The pervasive presence of microplastics and nanoplastics (MNPs) in the environment has raised growing concerns regarding their potential health impacts. While research has progressively revealed the toxicological effects of MNPs, limited attention has been given to their specific influence on the cardiovascular system, particularly in human models. This systematic review synthesizes current evidence on MNP-induced cardiotoxicity, highlighting both physiological outcomes and underlying mechanisms.

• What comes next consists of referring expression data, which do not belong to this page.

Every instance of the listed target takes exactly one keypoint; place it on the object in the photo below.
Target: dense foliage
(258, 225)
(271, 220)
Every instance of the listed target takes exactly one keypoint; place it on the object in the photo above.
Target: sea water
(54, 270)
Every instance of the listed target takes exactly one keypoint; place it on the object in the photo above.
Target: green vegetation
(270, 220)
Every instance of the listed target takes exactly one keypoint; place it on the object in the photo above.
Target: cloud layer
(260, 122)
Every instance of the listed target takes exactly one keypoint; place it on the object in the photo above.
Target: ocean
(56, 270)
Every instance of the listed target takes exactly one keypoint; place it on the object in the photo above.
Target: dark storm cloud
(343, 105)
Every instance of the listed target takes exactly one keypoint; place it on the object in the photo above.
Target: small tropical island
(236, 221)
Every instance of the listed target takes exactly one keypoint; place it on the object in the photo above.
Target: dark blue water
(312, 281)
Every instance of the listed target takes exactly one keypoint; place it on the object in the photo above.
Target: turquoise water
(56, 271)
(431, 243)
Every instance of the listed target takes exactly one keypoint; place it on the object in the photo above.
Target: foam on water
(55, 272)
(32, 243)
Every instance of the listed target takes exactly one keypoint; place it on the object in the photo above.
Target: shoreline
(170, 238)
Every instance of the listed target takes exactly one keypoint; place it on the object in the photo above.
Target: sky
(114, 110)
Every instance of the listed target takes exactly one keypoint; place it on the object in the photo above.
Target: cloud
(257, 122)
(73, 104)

A total of 72 studies—including in vivo experiments on aquatic species and rodents, and in vitro assays on human cardiovascular cells—were analyzed. The findings consistently demonstrate that MNPs can impair cardiac function by altering heart rate, inducing pericardial edema, and promoting myocardial fibrosis. These effects are mediated by mechanisms such as oxidative stress, inflammation, apoptosis, and disruptions in cellular signaling pathways.

Toxicity outcomes vary based on particle characteristics (type, size, and surface chemistry), exposure dose and duration, organismal factors (age, sex, species), and co-exposure to other pollutants. Notably, smaller particles (< 100 nm) exhibit greater bioaccumulation and systemic penetration, correlating with higher cardiovascular toxicity.

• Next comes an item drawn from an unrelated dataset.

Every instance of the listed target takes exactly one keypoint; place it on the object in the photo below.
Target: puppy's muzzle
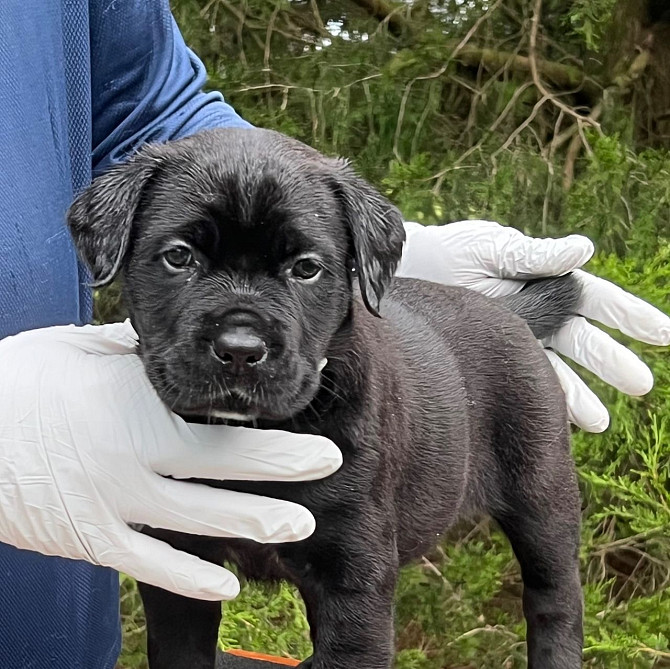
(239, 349)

Despite growing evidence, standardized protocols for evaluating MNP cardiotoxicity remain lacking, and human-based data are scarce. This review underscores the urgent need for long-term, mechanistic studies and regulatory frameworks to assess cardiovascular risks posed by environmental MNPs. Advancing this research frontier is critical to understanding the public health implications of chronic plastic particle exposure.